Adding to that, one can easily find numbers larger than a googolplex, even though it is also unconceiveably large. However, ${\displaystyle 9^{9^{9^{9^{9^{9}}}}}}$ is larger, and can be written with fewer symbols. Remember that a googolplex is ${\displaystyle 10^{10^{100}}}$, which requires 7 symbols to be written down. The above-mentioned number only requires 6. -- Daverocks 10:30, 8 August 2005 (UTC)

BTW, isn't ${\displaystyle 9^{9^{9^{9}}}}$ already larger than ${\displaystyle 10^{10^{100}}}$ ? --FvdP 20:56, 19 August 2005 (UTC)

Actually, FvdP, you're probably right. -- Daverocks 12:05, 30 August 2005 (UTC)

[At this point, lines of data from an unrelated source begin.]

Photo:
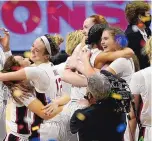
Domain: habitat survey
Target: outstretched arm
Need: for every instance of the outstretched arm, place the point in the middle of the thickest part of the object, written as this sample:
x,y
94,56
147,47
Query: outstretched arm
x,y
13,76
105,57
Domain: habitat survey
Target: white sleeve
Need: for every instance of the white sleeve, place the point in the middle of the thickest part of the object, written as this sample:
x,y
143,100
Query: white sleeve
x,y
39,78
77,49
32,73
137,83
119,65
60,68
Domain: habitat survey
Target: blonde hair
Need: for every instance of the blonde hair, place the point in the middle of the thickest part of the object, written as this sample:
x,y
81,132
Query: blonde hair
x,y
58,39
72,40
148,48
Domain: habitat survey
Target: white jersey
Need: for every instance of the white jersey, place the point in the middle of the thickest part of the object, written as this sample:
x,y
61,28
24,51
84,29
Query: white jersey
x,y
79,92
45,79
47,83
141,84
66,87
4,94
124,68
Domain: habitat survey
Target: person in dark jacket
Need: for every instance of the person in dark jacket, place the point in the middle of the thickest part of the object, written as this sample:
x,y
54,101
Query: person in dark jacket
x,y
62,55
138,30
99,121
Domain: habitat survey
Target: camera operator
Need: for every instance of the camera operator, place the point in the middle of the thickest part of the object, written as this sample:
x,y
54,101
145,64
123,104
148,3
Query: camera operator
x,y
100,121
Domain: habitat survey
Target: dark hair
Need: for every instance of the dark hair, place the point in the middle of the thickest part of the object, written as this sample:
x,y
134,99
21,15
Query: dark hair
x,y
99,19
11,65
118,35
54,46
134,9
95,33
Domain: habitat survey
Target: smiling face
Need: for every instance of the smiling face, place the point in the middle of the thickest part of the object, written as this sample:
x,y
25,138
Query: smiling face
x,y
107,42
88,23
23,62
38,51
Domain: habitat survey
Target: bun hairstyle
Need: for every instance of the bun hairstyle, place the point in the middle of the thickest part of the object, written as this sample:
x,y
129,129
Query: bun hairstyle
x,y
118,35
11,65
72,40
52,48
95,33
134,9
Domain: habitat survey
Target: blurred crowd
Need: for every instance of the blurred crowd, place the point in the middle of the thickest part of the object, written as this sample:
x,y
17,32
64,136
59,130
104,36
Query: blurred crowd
x,y
97,89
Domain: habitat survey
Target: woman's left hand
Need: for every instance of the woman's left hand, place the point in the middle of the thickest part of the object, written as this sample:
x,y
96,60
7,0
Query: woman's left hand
x,y
50,108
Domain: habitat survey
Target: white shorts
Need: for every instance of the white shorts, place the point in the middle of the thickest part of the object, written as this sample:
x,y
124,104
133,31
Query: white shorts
x,y
2,121
58,128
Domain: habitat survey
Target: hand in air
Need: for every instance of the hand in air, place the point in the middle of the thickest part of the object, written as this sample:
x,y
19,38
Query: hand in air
x,y
19,93
71,62
85,55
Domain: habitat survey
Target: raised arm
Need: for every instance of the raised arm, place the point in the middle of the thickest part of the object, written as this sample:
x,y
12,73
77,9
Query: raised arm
x,y
16,76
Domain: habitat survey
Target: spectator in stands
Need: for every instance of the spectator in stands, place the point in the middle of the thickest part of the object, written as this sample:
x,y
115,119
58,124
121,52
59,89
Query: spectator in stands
x,y
140,85
138,30
62,55
99,121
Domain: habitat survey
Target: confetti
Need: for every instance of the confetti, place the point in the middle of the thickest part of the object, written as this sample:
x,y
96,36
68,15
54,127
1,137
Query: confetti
x,y
35,128
140,25
121,40
36,139
27,54
17,93
116,96
52,10
80,116
121,127
145,19
21,126
135,28
141,138
48,100
14,2
142,43
28,120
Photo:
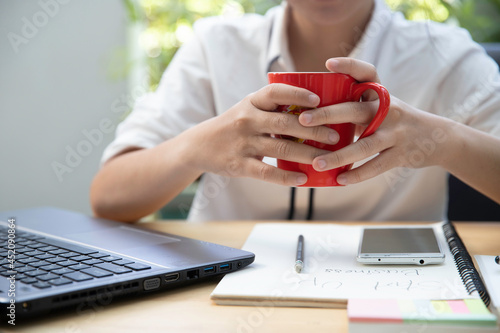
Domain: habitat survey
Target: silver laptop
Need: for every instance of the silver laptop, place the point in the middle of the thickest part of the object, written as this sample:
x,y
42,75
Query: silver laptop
x,y
52,259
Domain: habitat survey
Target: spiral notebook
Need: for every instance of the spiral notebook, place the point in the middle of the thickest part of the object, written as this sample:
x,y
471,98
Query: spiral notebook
x,y
331,274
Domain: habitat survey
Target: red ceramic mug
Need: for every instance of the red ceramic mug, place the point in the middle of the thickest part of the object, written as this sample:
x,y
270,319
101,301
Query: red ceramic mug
x,y
332,88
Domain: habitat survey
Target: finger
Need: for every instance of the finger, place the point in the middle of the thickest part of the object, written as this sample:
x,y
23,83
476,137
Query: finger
x,y
260,170
351,112
288,124
360,70
352,153
378,165
288,150
273,95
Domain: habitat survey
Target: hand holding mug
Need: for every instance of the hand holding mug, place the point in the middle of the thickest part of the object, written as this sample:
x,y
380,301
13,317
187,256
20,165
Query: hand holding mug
x,y
332,88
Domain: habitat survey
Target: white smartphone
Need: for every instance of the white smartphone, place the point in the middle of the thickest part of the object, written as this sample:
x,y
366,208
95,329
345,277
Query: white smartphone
x,y
402,245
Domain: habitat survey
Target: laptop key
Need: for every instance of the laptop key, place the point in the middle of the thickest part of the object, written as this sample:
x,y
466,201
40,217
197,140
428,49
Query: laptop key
x,y
35,273
80,258
45,256
110,258
34,253
27,260
77,267
123,262
39,264
138,266
47,248
41,285
59,251
114,268
91,261
96,272
78,277
62,271
28,280
66,263
69,254
60,281
25,269
50,267
47,277
98,255
55,260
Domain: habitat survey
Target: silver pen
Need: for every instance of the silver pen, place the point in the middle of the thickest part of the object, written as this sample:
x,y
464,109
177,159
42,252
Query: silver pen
x,y
299,258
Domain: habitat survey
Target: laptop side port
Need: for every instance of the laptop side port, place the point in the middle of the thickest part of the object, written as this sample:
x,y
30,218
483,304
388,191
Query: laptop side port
x,y
171,277
209,270
225,267
194,274
151,284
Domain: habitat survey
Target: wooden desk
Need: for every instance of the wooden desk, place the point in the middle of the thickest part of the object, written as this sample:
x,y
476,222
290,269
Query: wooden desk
x,y
190,309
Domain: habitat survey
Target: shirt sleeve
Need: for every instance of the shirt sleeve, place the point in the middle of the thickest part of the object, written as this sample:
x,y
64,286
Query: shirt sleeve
x,y
470,91
183,99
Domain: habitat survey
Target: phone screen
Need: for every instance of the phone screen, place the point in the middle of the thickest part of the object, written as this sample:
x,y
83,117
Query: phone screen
x,y
399,240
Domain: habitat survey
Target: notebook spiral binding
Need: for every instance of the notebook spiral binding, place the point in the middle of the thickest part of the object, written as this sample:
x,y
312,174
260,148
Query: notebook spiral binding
x,y
464,263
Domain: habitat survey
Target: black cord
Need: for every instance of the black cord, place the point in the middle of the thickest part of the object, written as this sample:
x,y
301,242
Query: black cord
x,y
291,210
310,210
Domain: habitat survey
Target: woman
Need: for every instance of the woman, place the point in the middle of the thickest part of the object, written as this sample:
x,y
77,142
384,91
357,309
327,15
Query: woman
x,y
212,116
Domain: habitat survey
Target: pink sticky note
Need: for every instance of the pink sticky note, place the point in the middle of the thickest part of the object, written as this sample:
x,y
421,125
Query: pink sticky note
x,y
458,306
374,310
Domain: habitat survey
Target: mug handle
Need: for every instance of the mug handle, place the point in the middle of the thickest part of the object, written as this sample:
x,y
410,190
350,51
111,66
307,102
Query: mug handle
x,y
383,108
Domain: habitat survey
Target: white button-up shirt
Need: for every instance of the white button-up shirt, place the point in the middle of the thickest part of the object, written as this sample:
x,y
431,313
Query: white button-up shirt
x,y
434,67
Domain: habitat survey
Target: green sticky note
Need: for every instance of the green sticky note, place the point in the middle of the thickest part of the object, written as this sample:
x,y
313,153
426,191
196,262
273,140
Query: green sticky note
x,y
476,306
441,307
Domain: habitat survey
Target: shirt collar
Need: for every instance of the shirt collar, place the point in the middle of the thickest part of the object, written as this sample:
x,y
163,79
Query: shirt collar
x,y
279,58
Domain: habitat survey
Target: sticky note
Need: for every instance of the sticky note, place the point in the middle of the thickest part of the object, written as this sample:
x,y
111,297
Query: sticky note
x,y
476,306
458,306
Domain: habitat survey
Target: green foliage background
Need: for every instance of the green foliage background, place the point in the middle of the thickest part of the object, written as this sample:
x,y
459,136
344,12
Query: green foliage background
x,y
168,23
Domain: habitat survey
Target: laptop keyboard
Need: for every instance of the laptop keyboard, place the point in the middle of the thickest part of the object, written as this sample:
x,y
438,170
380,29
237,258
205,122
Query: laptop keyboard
x,y
46,262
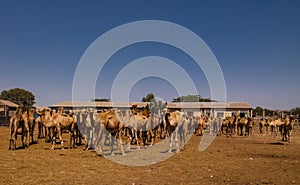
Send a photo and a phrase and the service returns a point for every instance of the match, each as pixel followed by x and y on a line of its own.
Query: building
pixel 213 109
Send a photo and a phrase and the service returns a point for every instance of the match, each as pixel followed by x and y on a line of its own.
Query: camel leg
pixel 137 140
pixel 59 131
pixel 53 138
pixel 120 143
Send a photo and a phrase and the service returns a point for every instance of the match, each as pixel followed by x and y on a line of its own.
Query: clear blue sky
pixel 257 44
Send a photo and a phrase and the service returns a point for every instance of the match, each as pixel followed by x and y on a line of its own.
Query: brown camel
pixel 109 121
pixel 16 126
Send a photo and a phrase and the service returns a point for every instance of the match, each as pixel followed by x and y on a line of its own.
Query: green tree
pixel 149 98
pixel 19 96
pixel 296 111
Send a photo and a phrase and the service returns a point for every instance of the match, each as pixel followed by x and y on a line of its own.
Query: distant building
pixel 213 109
pixel 7 109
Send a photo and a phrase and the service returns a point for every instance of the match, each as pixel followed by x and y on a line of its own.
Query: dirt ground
pixel 239 160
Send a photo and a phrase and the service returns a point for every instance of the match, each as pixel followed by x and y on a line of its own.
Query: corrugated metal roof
pixel 170 105
pixel 99 104
pixel 8 103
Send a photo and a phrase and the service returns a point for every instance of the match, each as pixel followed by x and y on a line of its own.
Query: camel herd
pixel 139 127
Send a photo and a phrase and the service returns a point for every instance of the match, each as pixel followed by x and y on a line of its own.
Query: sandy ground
pixel 239 160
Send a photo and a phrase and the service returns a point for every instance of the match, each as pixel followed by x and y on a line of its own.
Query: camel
pixel 229 125
pixel 143 124
pixel 109 121
pixel 202 124
pixel 242 125
pixel 176 126
pixel 29 123
pixel 16 126
pixel 262 127
pixel 249 126
pixel 287 129
pixel 63 122
pixel 85 123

Definately right in fact; stacking new power layers is much more powerful than incresing the numbers of lower layers. (which is why the procedure for G gets so very large very fast.) For example, ${\displaystyle 9^{9^{9^{9}}}=9^{9^{387,420,489}}}$ which is clearly larger than ${\displaystyle 10^{10^{100}}}$

Still informally but with more precision, here is another way to see it, by taking twice the logarithm on each side: ${\displaystyle \log 9^{9^{9^{9}}}=9^{9^{9}}\log 9}$ so ${\displaystyle \log \log 9^{9^{9^{9}}}=9^{9}\log 9+\log \log 9\approx 9^{9}\log 9}$, while similarly, ${\displaystyle \log \log 10^{10^{100}}\approx 100\log 10}$. There is (almost) no more dispute which is greater ;-) You see here how the actual numbers in the lower exponentiation layers just seem to evaporate and play no significant role in the proof. --FvdP 22:08, 23 December 2005 (UTC)

notation

Are you saying that even if you used the notation like 10^10^100^100000000 etc, there isnt enough ink or hdd space in the universe to express graham's #? 69.142.21.24 05:20, 5 September 2005 (UTC)

That is correct. Graham's number is far too large to simply be expressed in powers of powers of powers. Even if one takes the exponentiation operator to a higher level, such as tetration or many (actually, an incomprehensible number of) hyper operators above this, it would still not be even close to sufficient to expressing Graham's number with all the matter in the known universe. -- Daverocks 12:32, 19 September 2005 (UTC)

Largest number with an article

I assume from the above discussion that this is the largest number to have a serious Wikipedia article devoted to it. Is that correct? CDThieme 03:02, 8 October 2005 (UTC)

Well, the greatest integer. We have plenty of articles about infinite numbers, and Graham's number is finite. Factitious 19:51, 10 October 2005 (UTC)

Can numbers be infinite? I don't think so, a number is a number. Infinite is a concept. Rbarreira 19:24, 20 December 2005 (UTC)

See Aleph-null, for instance. Factitious 22:32, 21 December 2005 (UTC)

Years in Hell

Imagine being in Hell for a Graham's Number of years. (It's said that people stay in hell for all eternity...) If someone was taken out of Hell after that many years, what could they say and how would they feel? Think about and imagine this. --Shultz 00:15, 2 January 2006 (UTC)

Nonsense. The universe is only 13,700,000,000 years old, a number that can be written in comma format with only 4 periods of digits. Graham's number is far too large to write in comma form with even millions of such periods. Georgia guy 01:10, 2 January 2006 (UTC)

Letter

Since this is obviously too large a number to write down, is there a letter to represent it in common usage?

Upper bound of something

You know with this nummer being so large, how on earth was it proven to be the upper bound of that question?